In the latest example, joining her on a coach bus heading up into the wilds of Warren County for the state championships on Saturday will be three of her Whaler teammates — Sara O'Brien, a senior, Josie Mott, a sophomore, and Bennett Greene (yes, of those Greenes), a senior.
They lost the county Class D team title to their rival, nay, their nemesis, the Port Jefferson Royals, by a single, painful point.
Port Jeff: not quite Sag Harbor on steroids, maybe a creatine powder mix. The parallels: the deepwater ports, the hills there and the hillocks here, the whaling history here and the whaleboat building there, Captain's Row here and Prospect Street there, both with their share of Greek Revival beauties, the sightseers, the ferry boats there, the need for them here, to cut down on the endless traffic, the eternal parking problems. And so on.
But back to Sunken Meadow. Its natural charms (boardwalk on the Sound, marshes, bridges over Sunken Meadow Creek where the egrets play) mask what is one of the most arduous high school 5K courses in the country.
If you've ever run it, you know. Snake Hill, long and winding, then dropping precipitously in a manner that tends to induce wipeouts. Hernia Hill, longer still, its tedious straightaway leading into Cardiac Hill, which rises too steeply, then levels out so you think it's over, before it somehow continues on, potentially wringing the life from a runner. Then the descent to "the moat," the bridge crossing, the grassflat finish.
Breaking 20 minutes there is a milestone. Evelyn did it in 19:48. Which is why Pierson followers can be forgiven for eyeballing all-state honors for the kid, which in fact is something her teammate Josie accomplished, also as a seventh grader, precisely three years ago upstate.

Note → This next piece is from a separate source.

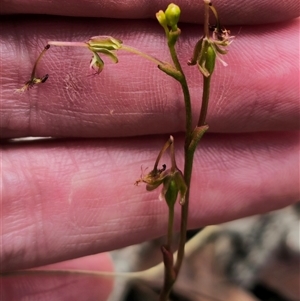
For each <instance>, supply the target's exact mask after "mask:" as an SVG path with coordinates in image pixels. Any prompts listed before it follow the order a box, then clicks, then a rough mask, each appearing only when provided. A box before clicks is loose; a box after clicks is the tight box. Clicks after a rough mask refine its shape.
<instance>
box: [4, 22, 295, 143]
mask: <svg viewBox="0 0 300 301" xmlns="http://www.w3.org/2000/svg"><path fill="white" fill-rule="evenodd" d="M43 18H44V17H43ZM2 25H3V33H4V34H3V35H2V37H1V47H2V56H1V60H2V70H5V72H2V73H1V75H0V76H1V82H2V93H1V117H2V118H1V131H0V132H1V136H2V137H7V138H9V137H18V136H60V137H62V136H65V137H70V136H77V137H78V136H81V137H111V136H128V135H131V136H133V135H144V134H161V133H168V134H169V133H173V132H178V131H182V130H184V128H185V125H184V123H185V112H184V105H183V103H184V101H183V96H182V92H181V89H180V86H179V84H178V83H177V82H176V81H175V80H174V79H172V78H170V77H168V76H167V75H166V74H164V73H162V72H161V71H159V70H158V69H157V67H156V66H155V65H154V64H153V63H152V62H148V61H146V60H145V59H144V58H141V57H139V56H136V55H133V54H128V53H126V52H124V51H119V52H118V56H119V63H118V64H112V63H111V62H110V61H107V60H106V65H105V68H104V71H103V72H102V73H101V74H100V75H97V76H96V75H95V76H90V75H91V71H90V70H89V67H88V66H89V62H90V58H91V53H90V52H89V51H87V50H85V49H74V47H67V48H55V47H52V48H50V49H49V50H48V52H47V53H46V55H45V56H44V58H43V59H42V61H41V64H40V66H39V67H38V74H39V75H40V76H42V75H44V74H46V73H48V74H49V79H48V80H47V82H46V83H44V84H41V85H39V86H36V87H33V88H32V89H31V90H29V91H26V92H25V93H22V94H20V93H13V92H14V91H15V89H16V88H20V87H21V86H22V85H23V84H24V82H26V81H27V80H28V79H29V76H30V73H31V70H32V66H33V64H34V61H35V60H36V58H37V56H38V53H39V52H40V51H41V49H43V47H44V45H45V44H46V43H47V41H48V40H49V39H53V40H66V39H67V40H70V39H71V40H73V41H76V40H78V41H86V40H87V39H88V38H89V37H91V36H93V35H95V34H100V35H103V34H104V35H107V34H108V35H112V36H114V37H117V38H121V39H122V40H123V41H124V43H126V44H127V45H132V46H134V47H136V48H139V49H141V50H142V51H146V52H147V53H149V54H150V55H153V56H155V57H158V58H160V59H162V60H165V61H167V62H168V61H170V57H169V54H168V51H167V47H166V41H165V38H164V35H163V33H162V30H161V28H160V27H159V26H157V24H154V22H148V21H144V22H140V21H139V22H133V21H127V22H121V21H115V22H110V23H109V24H108V23H107V21H103V20H102V21H96V20H93V21H91V20H89V22H88V23H87V22H85V21H84V20H75V21H74V20H73V19H72V20H68V21H63V20H61V19H59V21H56V22H54V19H51V18H50V19H46V20H41V19H37V20H36V21H29V20H27V21H24V22H18V23H16V24H15V26H11V20H8V21H7V22H3V23H2ZM61 28H64V30H63V31H62V30H61ZM45 29H46V31H45ZM12 30H13V31H12ZM239 30H240V28H233V29H232V32H233V34H237V37H236V40H235V41H234V43H233V44H232V45H231V46H230V51H229V54H228V55H226V56H225V57H224V59H225V60H226V61H227V63H228V66H227V67H224V66H222V64H220V63H217V67H216V71H215V72H214V74H213V78H212V83H211V85H212V87H211V99H210V107H209V112H208V119H207V122H208V124H209V125H210V131H213V132H247V131H253V132H254V131H273V130H295V129H299V120H300V116H299V70H298V64H297V62H298V58H299V45H298V44H297V43H296V39H295V36H297V34H298V30H299V20H296V21H293V22H289V23H285V24H280V25H268V26H261V27H243V28H242V29H241V33H240V34H238V31H239ZM182 32H183V34H182V38H181V39H180V42H179V45H178V47H177V49H178V53H179V57H180V58H181V61H182V63H183V66H184V70H185V71H186V75H187V79H188V83H189V85H190V91H191V98H192V105H193V112H194V120H197V119H198V115H199V111H200V100H201V95H202V77H201V75H200V74H199V71H198V70H197V68H196V67H195V68H193V67H188V66H187V65H186V63H185V62H187V61H188V60H189V59H190V58H191V55H192V51H193V47H194V45H195V43H196V41H197V40H198V39H199V36H200V35H201V29H199V26H187V27H183V28H182ZM14 36H18V37H20V39H15V38H12V37H14ZM70 37H72V38H70ZM36 39H38V40H39V43H38V44H37V43H36V42H35V41H36Z"/></svg>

The Class D girls run at 10 a.m. They'll be joined by one Pierson boy, Lincoln Fischer, a freshman. He runs at 12:30. This at the vast and forested facilities at Queensbury High School, just north of surprisingly cool Glens Falls, south of the Queen of American Lakes, as they call it, Lake George.
Cross-country, it's big in our fair state. Big enough for these championships to be "presented by Taco Bell."
I can almost taste the Beefy 5-Layer Burrito.